Relawan yang Bahagia

By Putri Puspita, Kamis, 29 Juni 2017 | 04:09 WIB
Mata Rara tidak berkedip menonton berita betapa besarnya banjir yang melanda daerah yang akan dituju Kak Eko. (Putri Puspita)

Rara melihat kakaknya sibuk sekali mengemas pakaian. Semuanya dilakukan dengan terburu-buru.

“Kakak mau kemana?” tanya Rara.

“Kakak mau ke pengungsian korban banjir, Dik. Itu tuh yang beritanya tadi kita tonton,” jawab Kak Eko.

“Hah? Kan, bahaya, Kak. Kenapa Kakak pergi kesana?” tanya Rara.

“Siapa tahu ada yang Kak Eko bisa lakukan untuk orang-orang disana,” jawab Kak Eko sambil mengusap-usap kepala Rara.

Mereka pun keluar kamar Kak Eko menuju ruang tengah.

Rara masih bingung dengan kebiasaan Kak Eko, kakak satu-satunya, dan kelarga satu-satunya yang ia miliki saat ini.
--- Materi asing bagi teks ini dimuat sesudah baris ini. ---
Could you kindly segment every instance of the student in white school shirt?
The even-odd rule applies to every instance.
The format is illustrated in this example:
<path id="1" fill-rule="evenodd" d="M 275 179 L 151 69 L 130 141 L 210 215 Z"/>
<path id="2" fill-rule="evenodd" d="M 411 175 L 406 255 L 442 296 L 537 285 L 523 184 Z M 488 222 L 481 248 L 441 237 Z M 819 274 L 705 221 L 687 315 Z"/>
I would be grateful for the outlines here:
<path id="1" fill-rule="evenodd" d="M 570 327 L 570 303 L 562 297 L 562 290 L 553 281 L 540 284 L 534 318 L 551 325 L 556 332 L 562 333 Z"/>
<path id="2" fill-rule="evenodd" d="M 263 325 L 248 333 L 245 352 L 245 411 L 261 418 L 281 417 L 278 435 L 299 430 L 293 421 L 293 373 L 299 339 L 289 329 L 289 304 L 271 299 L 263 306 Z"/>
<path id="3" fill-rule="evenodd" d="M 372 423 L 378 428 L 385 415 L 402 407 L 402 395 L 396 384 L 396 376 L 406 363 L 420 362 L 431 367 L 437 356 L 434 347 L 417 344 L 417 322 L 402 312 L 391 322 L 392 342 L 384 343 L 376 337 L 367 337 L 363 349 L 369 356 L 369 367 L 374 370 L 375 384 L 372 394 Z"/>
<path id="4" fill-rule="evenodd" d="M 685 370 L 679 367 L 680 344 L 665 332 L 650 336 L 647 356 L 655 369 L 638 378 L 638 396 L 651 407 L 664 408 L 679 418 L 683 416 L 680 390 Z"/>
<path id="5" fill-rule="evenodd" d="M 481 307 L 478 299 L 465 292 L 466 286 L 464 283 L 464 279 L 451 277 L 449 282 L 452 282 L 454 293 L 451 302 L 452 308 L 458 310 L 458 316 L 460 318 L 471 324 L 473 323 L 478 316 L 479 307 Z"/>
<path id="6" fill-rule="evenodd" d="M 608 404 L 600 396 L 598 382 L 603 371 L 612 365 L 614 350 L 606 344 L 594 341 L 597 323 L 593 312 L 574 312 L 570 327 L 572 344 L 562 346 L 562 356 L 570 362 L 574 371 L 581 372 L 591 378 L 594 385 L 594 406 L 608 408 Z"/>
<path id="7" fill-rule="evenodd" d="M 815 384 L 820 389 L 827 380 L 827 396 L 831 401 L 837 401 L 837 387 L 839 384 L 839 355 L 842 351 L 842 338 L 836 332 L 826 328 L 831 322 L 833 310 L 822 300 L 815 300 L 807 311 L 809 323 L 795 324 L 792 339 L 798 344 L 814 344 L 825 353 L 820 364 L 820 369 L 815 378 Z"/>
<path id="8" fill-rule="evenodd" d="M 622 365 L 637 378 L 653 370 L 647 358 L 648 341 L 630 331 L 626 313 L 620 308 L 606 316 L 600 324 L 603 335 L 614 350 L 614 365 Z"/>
Bukan pertama kalinya Kak Eko pergi ke tempat pengungsian banjir, gempa, tanah longsor, kebakaran, dan lain-lain.

“Mbak, titip Rara, yaa,” kata Kak Eko kepada Mbak Sumi yang sudah menemani mereka bertahun-tahun.

“Dek Rara, Kak Eko pergi dulu yaah. Besok siang akan kembali dan kita bisa membaca cerita sama-sama lagi,” kata Kak Eko.

Rara hanya tersenyum dan mengangguk. Sampai di dekat pintu gerbang, tiba-tiba Rara berteriak,”Kalau Rara sudah besar, Rara mau ikut Kakak, yaa!”

“Pasti Ra!” teriak Kak Eko sambil pergi dengan ojek.

Siang itu, Rara makan ditemani Mbak Sumi. Rara memilih makan di depan televisi dan menonton berita tentang banjir. Hanya ini yang bisa ia lakukan untuk tahu seperti apa tempat yang akan kakaknya datangi.

Mata Rara tidak berkedip menonton berita betapa besarnya banjir yang melanda daerah yang akan dituju Kak Eko.